My personal reaction to this type of project is somewhat conflicted. I simultaneously think “oh that would be great data to have!” (cool geekout response) and “maybe there’s a better use of the massive resources this requires” (practical response).
But I am also conflicted on this particular project because the number of mice required is staggering. I think that factor alone should give people a little bit of pause, and that we as scientists should at least think about what we hope to discover that would be ‘worth’ it (personally, the only thing that got me through some of the diabetic retinopathy work I did was imagining a giant pile of dead rat carcasses on one side of the scale, and my mother having her vision restored on the other [note that this is in no way intended as a logical point, just a personal reflection]).

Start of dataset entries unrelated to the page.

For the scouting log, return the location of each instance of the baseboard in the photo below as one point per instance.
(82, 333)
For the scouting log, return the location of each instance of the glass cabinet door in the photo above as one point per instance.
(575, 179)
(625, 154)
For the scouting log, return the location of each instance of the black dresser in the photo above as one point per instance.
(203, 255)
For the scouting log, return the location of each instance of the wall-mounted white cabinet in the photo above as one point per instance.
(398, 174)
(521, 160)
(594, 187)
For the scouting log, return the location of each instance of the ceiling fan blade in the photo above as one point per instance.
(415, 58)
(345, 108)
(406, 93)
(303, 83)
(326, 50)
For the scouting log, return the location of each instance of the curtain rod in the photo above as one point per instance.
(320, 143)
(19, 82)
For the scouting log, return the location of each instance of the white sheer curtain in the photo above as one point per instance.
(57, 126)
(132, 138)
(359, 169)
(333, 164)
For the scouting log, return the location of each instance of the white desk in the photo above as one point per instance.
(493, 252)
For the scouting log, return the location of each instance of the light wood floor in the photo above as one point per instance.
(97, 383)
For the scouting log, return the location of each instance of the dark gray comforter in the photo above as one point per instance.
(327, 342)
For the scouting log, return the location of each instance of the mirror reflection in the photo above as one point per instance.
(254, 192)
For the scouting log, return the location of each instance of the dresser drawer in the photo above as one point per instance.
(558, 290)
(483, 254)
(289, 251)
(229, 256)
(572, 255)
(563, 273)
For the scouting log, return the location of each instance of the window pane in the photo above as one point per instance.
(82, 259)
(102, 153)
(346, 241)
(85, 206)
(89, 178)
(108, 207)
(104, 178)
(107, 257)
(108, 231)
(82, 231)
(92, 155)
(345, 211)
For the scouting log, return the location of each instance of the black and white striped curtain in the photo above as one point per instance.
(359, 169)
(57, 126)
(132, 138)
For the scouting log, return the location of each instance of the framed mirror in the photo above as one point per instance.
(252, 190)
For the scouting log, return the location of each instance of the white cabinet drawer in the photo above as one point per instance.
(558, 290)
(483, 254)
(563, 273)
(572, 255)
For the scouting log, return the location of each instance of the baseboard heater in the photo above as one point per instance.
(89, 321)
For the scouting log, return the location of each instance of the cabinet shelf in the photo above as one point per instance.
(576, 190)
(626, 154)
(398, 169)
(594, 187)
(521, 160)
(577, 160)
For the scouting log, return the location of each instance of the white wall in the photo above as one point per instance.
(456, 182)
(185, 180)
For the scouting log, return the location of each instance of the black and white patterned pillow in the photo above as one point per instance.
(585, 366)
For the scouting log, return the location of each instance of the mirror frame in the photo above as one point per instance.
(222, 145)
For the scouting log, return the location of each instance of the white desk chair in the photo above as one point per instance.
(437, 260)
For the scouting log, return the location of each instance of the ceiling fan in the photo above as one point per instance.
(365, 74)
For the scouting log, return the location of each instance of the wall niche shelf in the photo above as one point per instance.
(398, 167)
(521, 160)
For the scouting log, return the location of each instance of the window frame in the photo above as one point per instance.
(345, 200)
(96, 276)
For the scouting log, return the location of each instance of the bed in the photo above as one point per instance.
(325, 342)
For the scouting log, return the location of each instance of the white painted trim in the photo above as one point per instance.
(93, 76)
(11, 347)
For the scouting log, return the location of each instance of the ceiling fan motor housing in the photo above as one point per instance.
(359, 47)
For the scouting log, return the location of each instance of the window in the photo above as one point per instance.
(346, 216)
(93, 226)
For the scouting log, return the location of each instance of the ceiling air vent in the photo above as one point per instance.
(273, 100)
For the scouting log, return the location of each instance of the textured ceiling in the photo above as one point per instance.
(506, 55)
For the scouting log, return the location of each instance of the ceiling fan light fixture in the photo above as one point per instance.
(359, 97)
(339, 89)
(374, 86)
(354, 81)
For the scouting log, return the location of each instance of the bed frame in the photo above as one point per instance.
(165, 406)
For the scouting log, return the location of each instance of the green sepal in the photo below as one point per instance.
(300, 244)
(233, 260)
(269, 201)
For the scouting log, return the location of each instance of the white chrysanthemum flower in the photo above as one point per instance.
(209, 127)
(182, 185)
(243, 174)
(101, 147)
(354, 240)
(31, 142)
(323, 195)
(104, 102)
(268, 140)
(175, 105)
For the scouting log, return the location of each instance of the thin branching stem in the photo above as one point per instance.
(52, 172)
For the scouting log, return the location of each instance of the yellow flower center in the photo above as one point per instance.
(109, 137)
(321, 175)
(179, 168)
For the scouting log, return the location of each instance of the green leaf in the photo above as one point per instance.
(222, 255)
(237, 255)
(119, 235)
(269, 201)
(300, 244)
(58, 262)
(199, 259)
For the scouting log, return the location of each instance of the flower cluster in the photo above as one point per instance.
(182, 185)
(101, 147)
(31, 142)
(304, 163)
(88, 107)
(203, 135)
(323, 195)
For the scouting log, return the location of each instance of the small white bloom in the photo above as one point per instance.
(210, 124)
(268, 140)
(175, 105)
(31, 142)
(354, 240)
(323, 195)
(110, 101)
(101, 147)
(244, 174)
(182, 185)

That said, part of your response concerns me. You seem to be saying that it’s impossible to explain why something is important to someone who isn’t inclined to accept your standard of “important”.
I think you are conflating “explaining why something is important” with “convincing somebody that something is important”.
Have you read the whole series of Janet’s posts? It’s not always necessary to convince someone to have a productive dialogue with them. I feel that, ideally, you should still do your best to have a lay-audience-intelligible justification for your research. It’s about optimizing the productivity of the dialogue as best you can (you have relatively little control over whether the other person will come into the dialogue prepared be equivalently accommodating).
*note: I don’t know if the actual plans involve knocking out “everything”, but they assuredly involved knocking out things with very little evidence that they’d produce a particular phenotype.